J’aime bien les collectionneurs. Ce sont en général des passionnés qui connaissent parfaitement leur sujet. Leur conversation est toujours enrichissante et passionnante. Ce sont les vrais conservateurs du patrimoine à l’heure où les musées voient leurs budgets baisser d’année en année, j’en connais qui possèdent des trésors qui, d’ailleurs, sont souvent prêtés pour des expositions.
Pour un collectionneur de BD, le Graal est de posséder un original. Oh, pas forcément la pièce à 100 000 €, mais la curiosité chinée Dieu sait où. Un collectionneur est toujours fier de ses acquisitions, pour la pièce elle-même, sa spécificité, son originalité, sa valeur, mais aussi de l’histoire, parfois romanesque, de son acquisition.

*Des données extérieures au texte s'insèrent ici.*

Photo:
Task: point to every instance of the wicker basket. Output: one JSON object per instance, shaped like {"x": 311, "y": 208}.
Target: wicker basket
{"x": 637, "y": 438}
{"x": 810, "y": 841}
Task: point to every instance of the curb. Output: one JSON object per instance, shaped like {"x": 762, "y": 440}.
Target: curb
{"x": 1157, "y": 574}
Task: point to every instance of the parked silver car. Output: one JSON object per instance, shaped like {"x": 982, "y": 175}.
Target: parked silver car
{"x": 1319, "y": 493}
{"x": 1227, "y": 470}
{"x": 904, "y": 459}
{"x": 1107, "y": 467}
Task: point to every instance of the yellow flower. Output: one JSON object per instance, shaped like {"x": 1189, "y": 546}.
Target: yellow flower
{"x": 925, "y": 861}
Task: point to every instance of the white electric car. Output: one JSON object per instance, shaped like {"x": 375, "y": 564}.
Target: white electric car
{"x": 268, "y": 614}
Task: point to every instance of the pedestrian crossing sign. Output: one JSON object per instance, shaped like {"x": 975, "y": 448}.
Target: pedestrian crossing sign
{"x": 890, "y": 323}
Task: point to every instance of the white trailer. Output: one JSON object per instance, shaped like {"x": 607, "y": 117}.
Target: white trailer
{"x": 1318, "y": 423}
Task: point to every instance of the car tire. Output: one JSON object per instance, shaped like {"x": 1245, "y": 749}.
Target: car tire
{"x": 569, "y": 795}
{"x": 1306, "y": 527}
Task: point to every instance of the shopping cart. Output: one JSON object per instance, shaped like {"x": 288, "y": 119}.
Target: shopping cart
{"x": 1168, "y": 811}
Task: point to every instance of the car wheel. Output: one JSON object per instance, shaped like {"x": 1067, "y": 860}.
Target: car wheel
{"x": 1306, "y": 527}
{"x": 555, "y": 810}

Il y a autant de collectionneurs qu’il y a de collections : untel ne collectionnera que les dessins d’avions ou de bateaux, un autre des dessins coquins, un autre des pièces d’histoire. Car un original porte toujours des traces de sa publication : au verso, il est courant d’y voir les directives données au photograveur ou à l’imprimeur : le format de publication et la référence du numéro dans lequel la planche est parue. Ce sont des marques d’authenticité.
Des prix très divers
Le prix ? Il est variable. Dans la dernière exposition « Curiosities » de Benjamin Lacombe à la galerie Maghen (jusqu’au 12 janvier 2019), les prix allaient de 200€ pour un petit dessin au trait à 40 000€ pour une « grande machine ». C’est énorme, oui, mais il y a des gens qui peuvent se le permettre. Cette dernière vente a atteint 260 000€ la première semaine, et ce n’est pas un record. Car l’achat d’une planche peut être un bon investissement : entre les années 1990 et aujourd’hui, la cote de certains artistes a été multipliée par 30. Mais acheter un original pour spéculer est sans doute la pire façon de faire : Il faut collectionner avec le cœur.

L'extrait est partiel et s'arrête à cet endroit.